Dat3M: Memory Model Aware Verification https://github.com/hernanponcedeleon/Dat3M


In case this is of interest, here's an attempt at gathering the references, including random blog posts (as well as articles, documentation, papers, software, and talks), on these topics:

- assembly & ISA (instruction set architecture):

- Arm: https://github.com/MattPD/cpplinks/blob/master/assembly.arm....

- RISC-V: https://github.com/MattPD/cpplinks/blob/master/assembly.risc...

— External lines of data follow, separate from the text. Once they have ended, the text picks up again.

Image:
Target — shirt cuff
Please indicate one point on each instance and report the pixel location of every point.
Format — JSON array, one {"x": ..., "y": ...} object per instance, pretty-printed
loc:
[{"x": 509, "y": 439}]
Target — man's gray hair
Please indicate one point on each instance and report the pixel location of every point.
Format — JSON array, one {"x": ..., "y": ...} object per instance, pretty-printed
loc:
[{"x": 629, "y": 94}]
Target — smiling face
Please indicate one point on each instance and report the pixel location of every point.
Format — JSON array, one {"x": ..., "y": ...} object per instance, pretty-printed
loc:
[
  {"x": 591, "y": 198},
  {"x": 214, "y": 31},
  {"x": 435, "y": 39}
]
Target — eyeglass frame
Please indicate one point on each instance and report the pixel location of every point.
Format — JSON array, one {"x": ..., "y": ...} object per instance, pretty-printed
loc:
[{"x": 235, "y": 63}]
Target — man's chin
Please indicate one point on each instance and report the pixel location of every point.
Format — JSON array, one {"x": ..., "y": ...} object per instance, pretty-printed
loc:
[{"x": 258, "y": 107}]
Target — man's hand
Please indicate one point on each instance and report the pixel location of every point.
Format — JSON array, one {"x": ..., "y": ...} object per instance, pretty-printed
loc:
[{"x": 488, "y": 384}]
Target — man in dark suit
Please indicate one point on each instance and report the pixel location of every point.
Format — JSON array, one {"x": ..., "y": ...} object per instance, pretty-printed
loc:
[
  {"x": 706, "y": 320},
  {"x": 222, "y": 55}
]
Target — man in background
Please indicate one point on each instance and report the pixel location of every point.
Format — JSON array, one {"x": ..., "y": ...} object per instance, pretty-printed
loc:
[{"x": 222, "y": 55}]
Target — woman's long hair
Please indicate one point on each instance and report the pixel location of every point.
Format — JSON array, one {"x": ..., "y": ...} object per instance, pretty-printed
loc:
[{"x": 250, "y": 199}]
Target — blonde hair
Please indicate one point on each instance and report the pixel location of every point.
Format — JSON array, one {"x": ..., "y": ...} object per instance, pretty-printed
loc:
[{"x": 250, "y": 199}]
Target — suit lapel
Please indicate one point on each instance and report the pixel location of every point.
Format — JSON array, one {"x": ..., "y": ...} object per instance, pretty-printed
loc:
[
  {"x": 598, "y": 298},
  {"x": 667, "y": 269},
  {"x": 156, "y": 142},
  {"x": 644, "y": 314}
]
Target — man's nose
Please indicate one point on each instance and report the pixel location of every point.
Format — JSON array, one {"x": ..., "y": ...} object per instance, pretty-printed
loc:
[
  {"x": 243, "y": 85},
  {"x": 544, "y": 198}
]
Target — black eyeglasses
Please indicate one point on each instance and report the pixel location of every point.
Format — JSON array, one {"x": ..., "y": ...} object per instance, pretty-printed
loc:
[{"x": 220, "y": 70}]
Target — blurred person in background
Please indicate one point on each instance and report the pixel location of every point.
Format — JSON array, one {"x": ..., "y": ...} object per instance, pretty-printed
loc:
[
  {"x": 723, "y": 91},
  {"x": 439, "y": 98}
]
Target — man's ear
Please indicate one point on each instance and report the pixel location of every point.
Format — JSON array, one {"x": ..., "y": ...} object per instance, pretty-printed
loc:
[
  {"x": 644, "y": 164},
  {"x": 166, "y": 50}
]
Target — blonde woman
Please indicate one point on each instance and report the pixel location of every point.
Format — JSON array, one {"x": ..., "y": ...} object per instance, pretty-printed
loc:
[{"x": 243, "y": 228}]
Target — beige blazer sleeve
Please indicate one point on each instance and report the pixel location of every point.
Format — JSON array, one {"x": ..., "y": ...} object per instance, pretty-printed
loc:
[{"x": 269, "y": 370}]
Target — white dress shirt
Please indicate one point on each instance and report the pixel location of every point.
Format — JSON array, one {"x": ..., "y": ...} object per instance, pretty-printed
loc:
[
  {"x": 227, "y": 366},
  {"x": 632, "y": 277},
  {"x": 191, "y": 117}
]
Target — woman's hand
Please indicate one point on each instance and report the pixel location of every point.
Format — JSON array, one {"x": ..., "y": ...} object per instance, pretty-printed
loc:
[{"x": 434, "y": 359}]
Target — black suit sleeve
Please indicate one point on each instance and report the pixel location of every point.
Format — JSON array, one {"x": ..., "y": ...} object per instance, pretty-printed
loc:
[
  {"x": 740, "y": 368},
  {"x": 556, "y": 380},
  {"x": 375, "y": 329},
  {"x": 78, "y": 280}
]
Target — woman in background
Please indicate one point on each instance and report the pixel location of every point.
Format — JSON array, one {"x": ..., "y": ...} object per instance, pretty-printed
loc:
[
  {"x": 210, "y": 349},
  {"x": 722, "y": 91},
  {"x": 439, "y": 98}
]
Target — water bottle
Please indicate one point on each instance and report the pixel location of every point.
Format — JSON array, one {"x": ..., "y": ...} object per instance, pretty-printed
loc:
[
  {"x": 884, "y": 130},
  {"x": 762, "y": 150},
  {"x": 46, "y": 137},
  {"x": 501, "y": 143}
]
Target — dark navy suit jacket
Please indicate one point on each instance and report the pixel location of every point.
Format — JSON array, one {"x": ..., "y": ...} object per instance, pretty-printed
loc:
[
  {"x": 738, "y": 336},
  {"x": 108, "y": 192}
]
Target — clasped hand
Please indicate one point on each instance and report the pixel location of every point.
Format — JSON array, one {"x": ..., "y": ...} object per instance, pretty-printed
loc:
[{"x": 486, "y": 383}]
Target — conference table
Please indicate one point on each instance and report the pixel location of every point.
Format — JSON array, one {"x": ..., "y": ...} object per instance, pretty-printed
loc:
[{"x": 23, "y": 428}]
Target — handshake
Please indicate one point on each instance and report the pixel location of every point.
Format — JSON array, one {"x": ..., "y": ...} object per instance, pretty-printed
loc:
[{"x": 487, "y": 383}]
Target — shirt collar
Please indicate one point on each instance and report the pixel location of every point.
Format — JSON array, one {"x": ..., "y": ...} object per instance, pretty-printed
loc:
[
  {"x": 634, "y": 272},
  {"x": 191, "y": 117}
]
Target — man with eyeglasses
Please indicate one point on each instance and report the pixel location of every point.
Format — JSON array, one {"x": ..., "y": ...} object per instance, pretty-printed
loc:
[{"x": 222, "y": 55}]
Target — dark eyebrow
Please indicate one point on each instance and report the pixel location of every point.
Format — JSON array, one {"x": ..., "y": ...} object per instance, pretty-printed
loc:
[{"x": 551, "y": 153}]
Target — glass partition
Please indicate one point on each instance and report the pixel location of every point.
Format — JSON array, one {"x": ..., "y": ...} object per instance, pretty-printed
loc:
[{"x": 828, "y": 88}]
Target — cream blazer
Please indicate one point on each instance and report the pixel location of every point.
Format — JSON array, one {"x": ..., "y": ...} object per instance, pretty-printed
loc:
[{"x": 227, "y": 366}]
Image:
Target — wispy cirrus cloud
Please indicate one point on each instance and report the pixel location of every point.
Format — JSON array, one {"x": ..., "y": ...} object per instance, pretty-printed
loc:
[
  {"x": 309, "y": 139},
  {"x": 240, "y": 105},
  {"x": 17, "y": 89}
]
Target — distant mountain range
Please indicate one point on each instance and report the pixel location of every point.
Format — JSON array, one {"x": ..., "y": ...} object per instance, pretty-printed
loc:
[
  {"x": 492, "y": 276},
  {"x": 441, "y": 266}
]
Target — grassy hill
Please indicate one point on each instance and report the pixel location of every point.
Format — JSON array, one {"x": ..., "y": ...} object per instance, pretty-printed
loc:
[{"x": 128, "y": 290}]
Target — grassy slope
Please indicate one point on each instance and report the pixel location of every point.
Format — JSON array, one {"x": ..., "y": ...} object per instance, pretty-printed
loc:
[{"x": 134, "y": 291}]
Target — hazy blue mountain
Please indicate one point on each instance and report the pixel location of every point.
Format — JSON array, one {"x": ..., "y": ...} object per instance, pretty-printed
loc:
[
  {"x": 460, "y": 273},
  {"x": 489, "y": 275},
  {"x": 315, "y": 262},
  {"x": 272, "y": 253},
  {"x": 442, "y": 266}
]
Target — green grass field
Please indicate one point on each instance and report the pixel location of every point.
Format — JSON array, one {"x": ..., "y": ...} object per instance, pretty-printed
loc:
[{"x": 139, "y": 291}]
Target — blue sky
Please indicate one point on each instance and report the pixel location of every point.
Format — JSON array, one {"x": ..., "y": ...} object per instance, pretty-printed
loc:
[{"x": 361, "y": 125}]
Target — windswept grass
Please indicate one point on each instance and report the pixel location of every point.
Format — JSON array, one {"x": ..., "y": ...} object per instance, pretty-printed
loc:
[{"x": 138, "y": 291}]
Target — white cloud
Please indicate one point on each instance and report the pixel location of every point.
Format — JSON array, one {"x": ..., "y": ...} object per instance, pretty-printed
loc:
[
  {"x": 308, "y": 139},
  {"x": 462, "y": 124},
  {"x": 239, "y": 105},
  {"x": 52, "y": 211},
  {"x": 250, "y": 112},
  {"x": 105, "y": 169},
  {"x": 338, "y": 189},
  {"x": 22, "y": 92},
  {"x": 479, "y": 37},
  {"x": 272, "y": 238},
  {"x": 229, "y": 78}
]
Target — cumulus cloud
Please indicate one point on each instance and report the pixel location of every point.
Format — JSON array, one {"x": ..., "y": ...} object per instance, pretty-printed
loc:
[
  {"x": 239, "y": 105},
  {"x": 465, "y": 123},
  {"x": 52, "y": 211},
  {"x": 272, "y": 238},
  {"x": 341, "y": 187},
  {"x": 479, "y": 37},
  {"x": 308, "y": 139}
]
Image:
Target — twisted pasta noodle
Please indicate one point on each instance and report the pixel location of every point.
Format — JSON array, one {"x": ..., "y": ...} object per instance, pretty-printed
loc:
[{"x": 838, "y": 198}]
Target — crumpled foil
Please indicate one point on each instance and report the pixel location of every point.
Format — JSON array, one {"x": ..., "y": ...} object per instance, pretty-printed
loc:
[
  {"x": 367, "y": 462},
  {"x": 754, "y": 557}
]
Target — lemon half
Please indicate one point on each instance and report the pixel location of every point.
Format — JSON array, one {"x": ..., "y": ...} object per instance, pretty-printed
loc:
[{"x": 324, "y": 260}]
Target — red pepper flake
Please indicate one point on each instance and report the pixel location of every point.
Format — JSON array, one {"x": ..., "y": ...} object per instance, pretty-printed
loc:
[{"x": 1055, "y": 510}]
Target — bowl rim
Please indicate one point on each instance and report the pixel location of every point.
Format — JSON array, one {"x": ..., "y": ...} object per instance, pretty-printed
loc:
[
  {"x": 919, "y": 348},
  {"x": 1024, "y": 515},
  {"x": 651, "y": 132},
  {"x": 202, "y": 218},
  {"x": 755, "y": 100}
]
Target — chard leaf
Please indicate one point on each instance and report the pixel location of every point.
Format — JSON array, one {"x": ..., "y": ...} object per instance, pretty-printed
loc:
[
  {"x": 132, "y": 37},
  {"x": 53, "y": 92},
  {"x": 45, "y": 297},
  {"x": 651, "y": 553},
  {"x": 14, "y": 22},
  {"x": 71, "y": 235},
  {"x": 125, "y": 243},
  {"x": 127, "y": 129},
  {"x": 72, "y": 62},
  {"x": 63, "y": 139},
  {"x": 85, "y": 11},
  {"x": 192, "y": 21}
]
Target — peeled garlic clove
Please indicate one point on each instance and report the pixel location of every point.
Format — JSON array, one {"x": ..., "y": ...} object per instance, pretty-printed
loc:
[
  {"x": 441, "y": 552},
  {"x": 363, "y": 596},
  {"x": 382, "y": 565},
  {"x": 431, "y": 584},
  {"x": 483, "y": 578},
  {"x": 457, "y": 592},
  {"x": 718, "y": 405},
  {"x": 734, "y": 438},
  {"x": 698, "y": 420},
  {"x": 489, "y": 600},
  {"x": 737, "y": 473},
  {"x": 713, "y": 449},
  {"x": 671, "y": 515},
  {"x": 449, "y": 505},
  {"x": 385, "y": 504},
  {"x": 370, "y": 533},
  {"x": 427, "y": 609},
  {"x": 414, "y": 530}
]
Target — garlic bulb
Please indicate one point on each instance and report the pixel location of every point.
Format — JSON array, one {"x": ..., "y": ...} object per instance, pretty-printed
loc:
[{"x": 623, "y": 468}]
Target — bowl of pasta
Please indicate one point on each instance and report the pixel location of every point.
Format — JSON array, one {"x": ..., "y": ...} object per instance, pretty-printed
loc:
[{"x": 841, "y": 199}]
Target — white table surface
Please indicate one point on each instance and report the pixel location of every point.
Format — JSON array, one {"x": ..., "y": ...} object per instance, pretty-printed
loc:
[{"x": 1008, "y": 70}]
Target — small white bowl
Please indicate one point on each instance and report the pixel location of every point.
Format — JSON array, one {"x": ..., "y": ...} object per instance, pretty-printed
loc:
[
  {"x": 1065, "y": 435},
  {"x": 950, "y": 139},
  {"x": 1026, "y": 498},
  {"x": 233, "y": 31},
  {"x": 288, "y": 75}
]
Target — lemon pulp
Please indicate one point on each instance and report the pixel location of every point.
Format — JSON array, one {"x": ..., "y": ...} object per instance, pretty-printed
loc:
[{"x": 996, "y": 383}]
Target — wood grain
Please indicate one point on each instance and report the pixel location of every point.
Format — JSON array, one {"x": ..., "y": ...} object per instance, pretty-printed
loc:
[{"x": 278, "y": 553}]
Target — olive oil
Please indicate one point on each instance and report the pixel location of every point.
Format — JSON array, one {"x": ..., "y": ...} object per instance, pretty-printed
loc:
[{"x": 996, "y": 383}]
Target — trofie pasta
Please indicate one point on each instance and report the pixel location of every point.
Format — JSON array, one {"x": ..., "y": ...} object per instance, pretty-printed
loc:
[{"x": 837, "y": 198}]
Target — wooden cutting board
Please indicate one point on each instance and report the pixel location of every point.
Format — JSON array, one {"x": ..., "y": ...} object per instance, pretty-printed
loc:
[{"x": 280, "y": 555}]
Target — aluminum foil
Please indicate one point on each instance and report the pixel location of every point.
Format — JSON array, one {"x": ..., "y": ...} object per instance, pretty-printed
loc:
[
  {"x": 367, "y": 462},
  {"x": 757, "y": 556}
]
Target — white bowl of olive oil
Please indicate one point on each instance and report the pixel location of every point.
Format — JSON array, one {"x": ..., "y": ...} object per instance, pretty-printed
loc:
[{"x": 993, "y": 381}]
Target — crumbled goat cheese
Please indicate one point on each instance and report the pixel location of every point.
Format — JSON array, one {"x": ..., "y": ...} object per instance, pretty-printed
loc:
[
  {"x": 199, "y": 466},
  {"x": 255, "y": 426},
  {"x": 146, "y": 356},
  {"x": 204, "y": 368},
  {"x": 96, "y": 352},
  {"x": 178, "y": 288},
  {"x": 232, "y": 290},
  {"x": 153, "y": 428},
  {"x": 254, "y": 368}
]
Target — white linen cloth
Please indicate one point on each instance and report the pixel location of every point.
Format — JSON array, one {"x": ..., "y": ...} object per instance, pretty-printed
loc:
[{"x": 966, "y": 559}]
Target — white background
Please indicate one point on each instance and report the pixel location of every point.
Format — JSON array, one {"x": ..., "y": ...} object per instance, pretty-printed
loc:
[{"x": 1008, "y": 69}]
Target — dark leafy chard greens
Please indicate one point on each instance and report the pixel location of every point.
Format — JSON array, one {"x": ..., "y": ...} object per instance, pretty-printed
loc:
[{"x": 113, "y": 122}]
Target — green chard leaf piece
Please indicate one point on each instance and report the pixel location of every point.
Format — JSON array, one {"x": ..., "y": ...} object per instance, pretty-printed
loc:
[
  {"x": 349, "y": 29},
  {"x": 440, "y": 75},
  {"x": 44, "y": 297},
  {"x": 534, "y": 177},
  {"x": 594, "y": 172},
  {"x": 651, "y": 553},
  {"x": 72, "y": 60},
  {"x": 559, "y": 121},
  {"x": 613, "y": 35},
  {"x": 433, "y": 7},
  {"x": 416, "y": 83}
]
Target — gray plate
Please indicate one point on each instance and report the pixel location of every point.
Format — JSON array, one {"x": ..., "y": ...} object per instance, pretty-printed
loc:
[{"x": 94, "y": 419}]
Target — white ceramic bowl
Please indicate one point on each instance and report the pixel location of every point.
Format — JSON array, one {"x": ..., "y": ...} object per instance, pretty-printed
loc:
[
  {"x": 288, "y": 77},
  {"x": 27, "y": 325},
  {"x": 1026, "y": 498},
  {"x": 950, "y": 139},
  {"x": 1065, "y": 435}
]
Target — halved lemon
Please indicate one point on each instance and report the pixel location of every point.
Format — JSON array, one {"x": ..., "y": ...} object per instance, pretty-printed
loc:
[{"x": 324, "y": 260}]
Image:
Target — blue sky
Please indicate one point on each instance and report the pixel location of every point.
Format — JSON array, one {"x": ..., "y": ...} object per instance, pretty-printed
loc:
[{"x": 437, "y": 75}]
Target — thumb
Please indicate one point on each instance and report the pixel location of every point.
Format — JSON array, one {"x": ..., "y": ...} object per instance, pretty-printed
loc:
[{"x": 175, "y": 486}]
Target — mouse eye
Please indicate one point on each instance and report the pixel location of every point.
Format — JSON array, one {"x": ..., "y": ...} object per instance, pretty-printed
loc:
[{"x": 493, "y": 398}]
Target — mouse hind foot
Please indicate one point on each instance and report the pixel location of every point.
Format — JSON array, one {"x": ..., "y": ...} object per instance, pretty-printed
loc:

- x86: https://github.com/MattPD/cpplinks/blob/master/assembly.x86....

- debugging: https://github.com/MattPD/cpplinks/blob/master/debugging.md

- debugging: tracing: https://github.com/MattPD/cpplinks/blob/master/debugging.tra...

- executable and object file formats (ELF, Mach-O, PE); debugging data formats (DWARF, PDB): https://github.com/MattPD/cpplinks/blob/master/executables.m...

- linking and loading: https://github.com/MattPD/cpplinks/blob/master/executables.l...

- compilers: https://github.com/MattPD/cpplinks/blob/master/compilers.md

- compilers correctness: https://github.com/MattPD/cpplinks/blob/master/compilers.cor...


freecompilercamp.org has been hijacked.


Removed, thanks!


The Future of Weak Memory (FOWM) 2024 talks: https://www.youtube.com/playlist?list=PLyrlk8Xaylp6u1S3R6gH0...

Abstract: https://popl24.sigplan.org/details/fowm-2024-papers/16/What-...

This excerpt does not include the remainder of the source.